Now granted, creating a comparison of life span between these chips would require a lot of data. We would need multiple chips of the same family, and each would have to run in a different state for more than 5yrs. So the true answer could be left up to silicon processing at EACH fab plant (Every FAB plant, even all of Intel's, create and produce CPUs a bit differently).

Dolk is correct...voltage kills first.

All things being equal, electronics have a "bathtub" reliability model...they fail either really early or after many years. Running a part at its maximum rated temperature will shorten its lifespan (primarily due to electron migration (or electromigration)...higher temperatures make this easier).

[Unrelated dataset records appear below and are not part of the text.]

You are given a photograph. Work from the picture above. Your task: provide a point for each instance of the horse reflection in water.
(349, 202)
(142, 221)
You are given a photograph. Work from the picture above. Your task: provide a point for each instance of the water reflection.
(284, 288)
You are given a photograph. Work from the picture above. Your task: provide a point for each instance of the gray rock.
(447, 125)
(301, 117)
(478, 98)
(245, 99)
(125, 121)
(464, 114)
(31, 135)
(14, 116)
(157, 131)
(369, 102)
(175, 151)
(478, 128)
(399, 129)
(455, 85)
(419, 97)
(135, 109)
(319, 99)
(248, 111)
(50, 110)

As Dolk stated, the smaller the fabrication process, the larger the capacitance becomes. Additionally, the smaller the fabrication process, the closer the two sides of the capacitor are to each other (which makes the capacitor larger). Any dielectric (non-conducting material) is rated for its dielectric strength in terms of Volts per meter (V/m). Once you exceed the V/m rating of a dielectric, it will conduct electricity...and no longer be an insulator. As the process gets smaller, the capacitor dielectric gets thinner, and fails at a lower voltage.

JrClocker said:

Dolk is correct...voltage kills first.

Click to expand...

That's not what he said man.

Voltage is more of a secondary that is seen as a primary to an end user. The real answer comes down to silicon and interconnect materials.

Click to expand...

This is what he said.

At least on new chips it's always about the balance. If you keep reasonable temps and voltages then CPU won't degrade so fast. If you set too high voltage then it can be instantly damaged but if you keep it at too high temps for too long then it will damage too. Temperature isn't so big issue lately as most new series or throttle or shut down when temp is too high.
Let's say it looks like voltage may damage CPU instantly, temps in most cases can't.

My bad...inferred from the third paragraph.

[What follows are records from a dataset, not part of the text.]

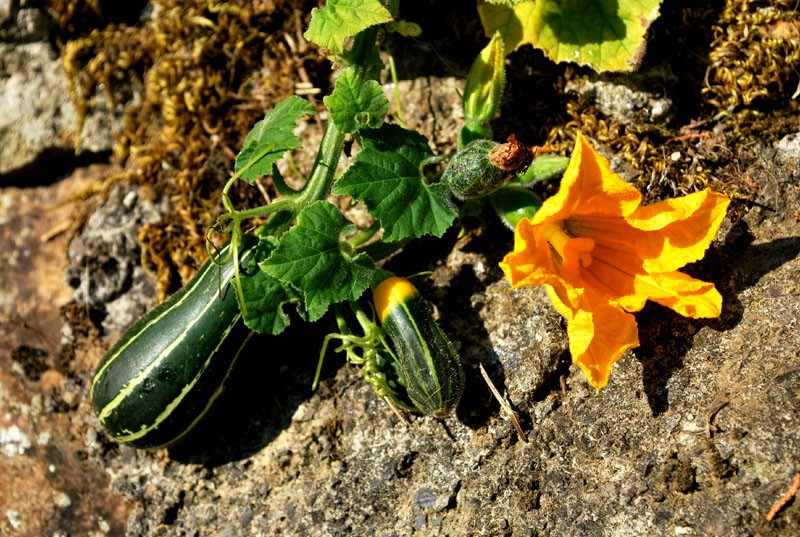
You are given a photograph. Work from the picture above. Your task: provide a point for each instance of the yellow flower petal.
(681, 229)
(601, 256)
(589, 186)
(528, 264)
(677, 291)
(598, 337)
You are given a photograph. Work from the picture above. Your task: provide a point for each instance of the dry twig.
(510, 411)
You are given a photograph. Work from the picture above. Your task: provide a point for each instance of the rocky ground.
(696, 434)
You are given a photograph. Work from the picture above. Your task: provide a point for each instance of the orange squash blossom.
(601, 255)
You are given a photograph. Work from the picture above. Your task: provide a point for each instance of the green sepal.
(513, 203)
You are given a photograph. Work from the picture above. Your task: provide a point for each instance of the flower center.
(574, 251)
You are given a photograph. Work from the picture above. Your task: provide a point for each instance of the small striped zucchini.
(427, 361)
(160, 378)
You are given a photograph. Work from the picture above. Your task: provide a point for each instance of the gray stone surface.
(105, 268)
(38, 118)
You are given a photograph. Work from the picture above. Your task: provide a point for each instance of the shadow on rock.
(666, 337)
(271, 380)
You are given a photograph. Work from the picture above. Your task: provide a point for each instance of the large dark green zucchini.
(429, 365)
(164, 373)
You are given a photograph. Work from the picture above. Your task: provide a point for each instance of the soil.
(697, 433)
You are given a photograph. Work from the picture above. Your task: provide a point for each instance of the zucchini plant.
(162, 376)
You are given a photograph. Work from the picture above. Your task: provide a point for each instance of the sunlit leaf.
(386, 176)
(270, 138)
(315, 261)
(340, 19)
(607, 35)
(356, 103)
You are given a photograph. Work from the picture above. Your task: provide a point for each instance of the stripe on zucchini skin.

Here is a decent slide-show about VLSI design and failure modes:

http://www.csee.umbc.edu/~cpatel2/links/315/lectures/chap4_lect14_misc.pdf

In short, everyone is correct, Voltage and heat are the real killers, you can't narrow it to one or we will all start fighting to the death. But really its What Dolk said, its the materials used and fabrication of said materials. In a perfect world and a perfect processor there would be no leakage of electicity or resistance to generate heat and degrade the materials it was made with, all CPU/GPUs are doomed to failure from the moment they were put into production, they are just ticking time bombs waiting to ruin your wonderful day of fragging.

Voltage mostly causes Degradation

Well more voltage makes heat that you can't see with CPU because you are dissipating the heat to quickly at upper level of the chip with great coolers or LN2, not at the atomic level of voltage and AMPS = power.

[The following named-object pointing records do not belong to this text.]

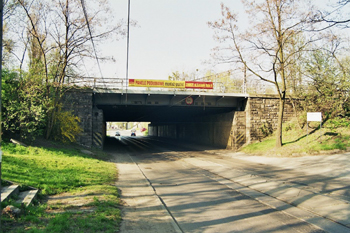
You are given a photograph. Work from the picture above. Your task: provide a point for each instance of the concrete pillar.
(98, 128)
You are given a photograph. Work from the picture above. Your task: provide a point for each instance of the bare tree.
(60, 38)
(264, 48)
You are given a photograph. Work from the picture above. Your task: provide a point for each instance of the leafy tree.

Think of it like this incandescent light bulb you can cool the bulb however the filament still runs hot.

Another example when you have a small wire and you cool the wire with LN2 you apply more voltage than is mathematically calculated for material also diameter it will still burn up.

Another example at the atom level of a IC chip you have degradation when the electron's tears away metal from transistors and tracers do to force of electron's, like going through a tunnel for the force of water rips the tunnel apart.

So cooling helps the material layers of the tunnel the electron is flowing through to help from melting material above a example of 110c, compared to the force of the electrons tearing with heat like a arch welder.

Cooling helps allot for changes in tolerance in tracers also transistors in a IC Chip, when you heat the conductive material it expands changing the resistance, so cooling make it more stable to it's original size. That is why cooling helps with overclocking.

Hopefully this is really simple to understand because electrical power seeks the path of least resistance and it's hard to visualize so I said tunnel.